This last sentence refers to the primary difference between God's choices and ours, or more precisely, God's intentions and ours. What the person at the top of this post did not take into consideration is that while it is within God's capacity as omnipotent sovereign to fulfill His intentions, man's intentions can fail to be fulfilled. A precondition of God's failing to manifest His glory, then, would be that God didn't intend to manifest His glory [which isn't a problem since such a situation isn't possible]. This is why it is necessary to highlight the fact that everything God has decreed successfully manifests His glory and why determination of evil (while at the same time not committing evil) can seem like consequentialism.

However, when people talk about consequential ethics, it is usually with the understanding that one cannot determine [what is, from his perspective,] the future.

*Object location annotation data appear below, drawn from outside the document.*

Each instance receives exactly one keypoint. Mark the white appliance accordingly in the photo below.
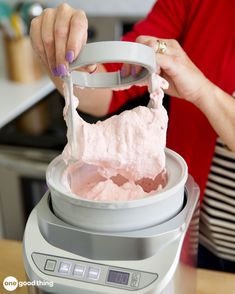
(141, 246)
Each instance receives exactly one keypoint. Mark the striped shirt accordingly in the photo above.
(217, 222)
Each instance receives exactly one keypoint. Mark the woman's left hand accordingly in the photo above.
(185, 79)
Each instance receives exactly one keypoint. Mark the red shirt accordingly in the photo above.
(206, 31)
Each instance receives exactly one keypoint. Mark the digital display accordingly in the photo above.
(118, 277)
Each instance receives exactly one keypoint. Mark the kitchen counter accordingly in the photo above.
(18, 97)
(11, 264)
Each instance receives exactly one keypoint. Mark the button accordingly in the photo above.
(50, 265)
(135, 280)
(79, 270)
(64, 267)
(93, 273)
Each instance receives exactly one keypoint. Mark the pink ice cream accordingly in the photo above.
(121, 158)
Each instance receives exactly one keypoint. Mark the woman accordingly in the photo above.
(197, 57)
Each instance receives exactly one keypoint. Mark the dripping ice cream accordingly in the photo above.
(121, 158)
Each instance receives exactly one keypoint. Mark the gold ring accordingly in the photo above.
(162, 46)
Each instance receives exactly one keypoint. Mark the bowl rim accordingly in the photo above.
(152, 198)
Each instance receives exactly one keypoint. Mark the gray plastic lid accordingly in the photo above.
(113, 52)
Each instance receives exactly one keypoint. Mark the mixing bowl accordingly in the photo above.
(116, 216)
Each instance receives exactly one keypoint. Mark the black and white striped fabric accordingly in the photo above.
(217, 221)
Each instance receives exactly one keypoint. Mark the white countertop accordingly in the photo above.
(109, 7)
(15, 98)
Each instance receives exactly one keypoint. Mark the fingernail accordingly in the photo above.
(62, 70)
(55, 72)
(70, 56)
(133, 71)
(123, 72)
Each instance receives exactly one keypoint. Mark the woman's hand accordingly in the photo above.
(57, 37)
(188, 82)
(185, 79)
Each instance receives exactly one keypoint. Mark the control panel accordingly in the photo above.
(96, 273)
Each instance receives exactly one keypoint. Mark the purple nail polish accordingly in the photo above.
(123, 72)
(70, 56)
(133, 71)
(62, 70)
(55, 72)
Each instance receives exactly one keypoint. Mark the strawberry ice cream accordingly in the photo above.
(121, 158)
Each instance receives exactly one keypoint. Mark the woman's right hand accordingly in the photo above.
(57, 36)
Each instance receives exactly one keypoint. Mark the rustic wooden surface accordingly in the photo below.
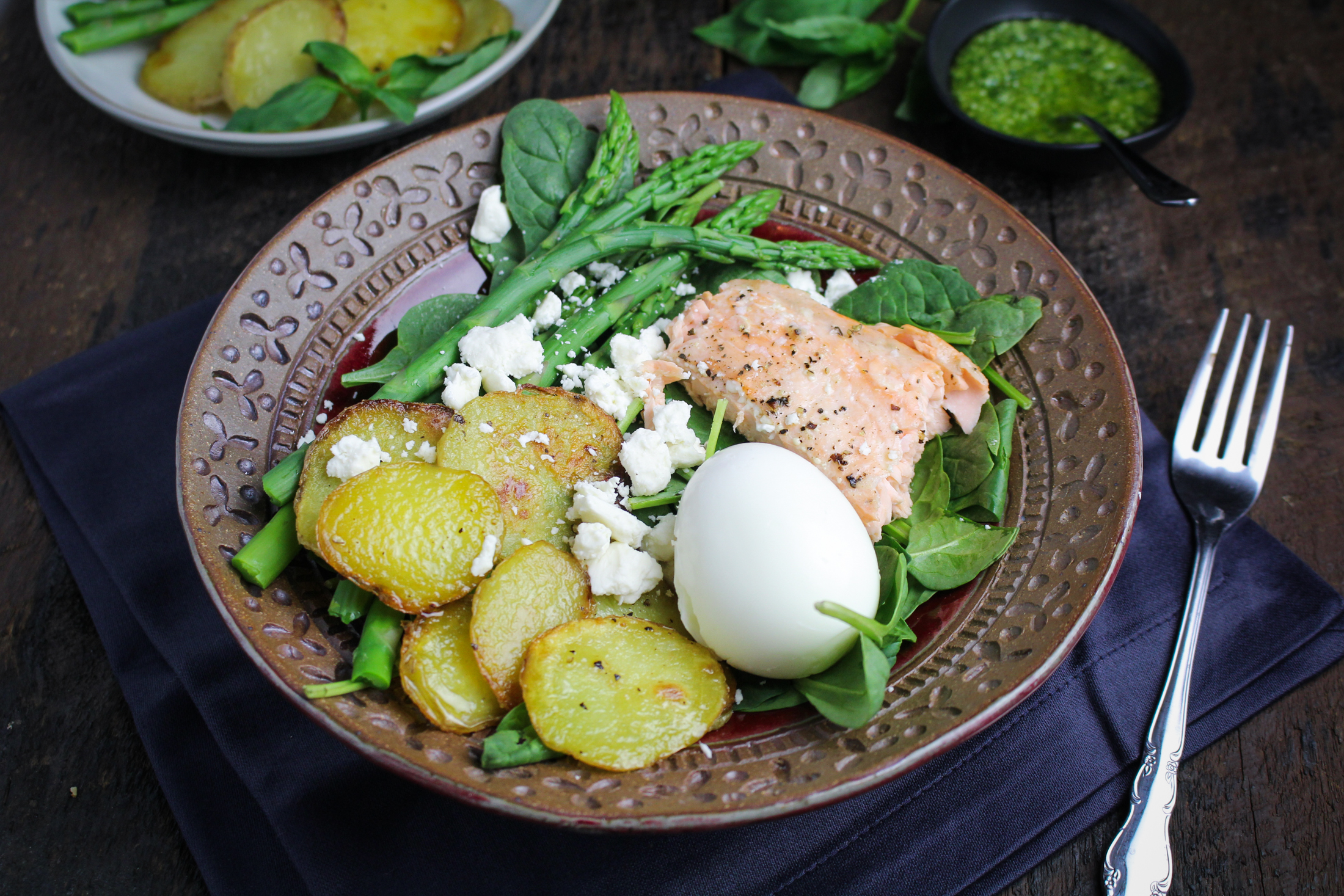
(105, 228)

This is fundamentally problematic because it means, among other things, that the moral status of a given action can fluxuate - it's indeterminate. This is not so in the case of a sovereign God who has ordained all things. Furthermore, consequentialism doesn't take into consideration one's intentions. But God doesn't accidentally manifest His glory. That's the teleological end of all things.

So is God a consequentialist? Only in the qualified sense that a condition for God's choices to be labelled good is that they must successfully be to the purpose of the manifestation of His glory. But God isn't a consequentialist in the significant sense that the success of God's intentions is absent, uncertain, or indeterminate.

Parenthetically, men ought not be consequentialists for the same reason. If God has told us how we may manifest His glory, so long as we intend to manifest God's glory by following His commands, we do manifest His glory.